Once you have the ingredients well mixed, stick the bowl in the refrigerator for an hour or so. The butter will firm up just enough to make it easy for you to work with the spinach "batter." I rarely follow my own advice in this regard because I am always short on time. C'est La Vie. They always taste great, they simply fall a bit flat on occasion. Happens to the best of us.
Anywhooo...Grab some mixture, form it into a ball, and place on an ungreased cookie sheet. I use an ice cream scoop so that the balls are a uniform 1/4 cup. Pack those little suckers close and personal. The proximity will keep them from spreading out and losing their shape if you have skipped the refrigerating step.
Pop they cookie tray(s) into the oven and set the timer for twenty minutes. This is a good time to clean your mess, put on a load of laundry, or have a glass of wine. Tick tock, tick tock.

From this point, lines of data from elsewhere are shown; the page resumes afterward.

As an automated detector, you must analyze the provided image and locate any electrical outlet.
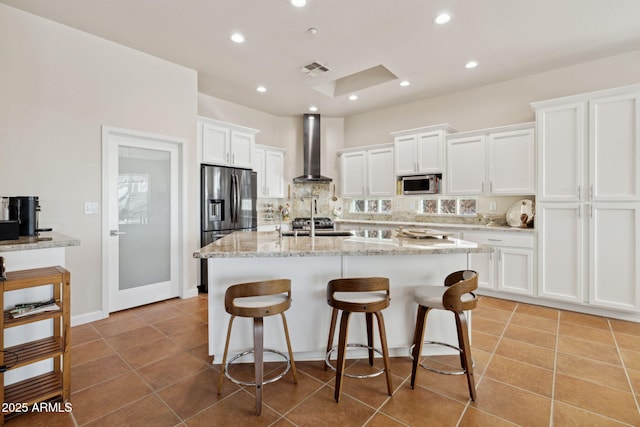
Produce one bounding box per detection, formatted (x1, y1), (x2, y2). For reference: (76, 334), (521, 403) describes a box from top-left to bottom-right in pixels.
(84, 202), (98, 215)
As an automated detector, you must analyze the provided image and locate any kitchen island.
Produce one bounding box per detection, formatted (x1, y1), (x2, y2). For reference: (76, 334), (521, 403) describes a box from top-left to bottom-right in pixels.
(194, 232), (491, 363)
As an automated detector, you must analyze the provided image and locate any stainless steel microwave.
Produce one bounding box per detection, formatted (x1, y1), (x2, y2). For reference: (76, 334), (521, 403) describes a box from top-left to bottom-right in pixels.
(402, 174), (442, 194)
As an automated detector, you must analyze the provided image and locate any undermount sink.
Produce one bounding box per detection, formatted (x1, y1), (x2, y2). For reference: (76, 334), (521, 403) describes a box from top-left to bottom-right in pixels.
(282, 230), (353, 237)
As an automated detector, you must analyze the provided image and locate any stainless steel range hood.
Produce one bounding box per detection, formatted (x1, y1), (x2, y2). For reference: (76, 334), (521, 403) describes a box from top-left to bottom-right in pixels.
(293, 114), (331, 183)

Timer went off! Check your balls! They should be nice and crispy on the bottom. Take the tray out of the oven and use kitchen tongs to turn over each one of them. Don't try to do this while the tray is in the oven. You WILL burn yourself, which will make you not want to make
Spinach Balls Boules d'Epinards...which would be sad....because they are really, really good!
|NOTICE THE NICE BROWN CRUST? MMMMMM!|
Once you have flipped the balls, set the timer for another 20 minutes. Rotate the cookie sheets if you are using more than one and wait patiently. Tick tock, tick tock.
Prepare to be dazzled!
So while I was cleaning up my Spinach Ball mess it occurred to me that I had out two of the six ingredients necessary to make another favorite appetizer, and figured out that I might as well make that one, too!
I present to you.....
Goat Balls are ridiculously simple to make but the process does involve Deep Frying. Don't judge me.
1/2 Cup Panko
1/4 Cup Flour
Goat "Farm Cheese"...available from your local goat farmer
Oil for frying
Combine the panko, flour, seasoning in a bowl. Take 1/4 cup of Farm cheese and form into a ball, then dredge ball in panko mixture. Repeat.
Heat oil in a deep fryer or small pot, bringing temperature to 350 degrees.
While the oil is heating, take a minute to whip of some quick Chili Aioli by blending a spoonful of Mayo with a bit of Sriracha sauce. Voila!
Has the oil reached the proper temperature? If you don't have a thermometer, sprinkle some panko into the oil to see if it sizzles. Using tongs, gently release the balls into the hot oil. Cook just until golden brown and drizzle with the Chili Sauce.
Life is better with Goat Cheese...and melted Goat Cheese is just about the best thing around!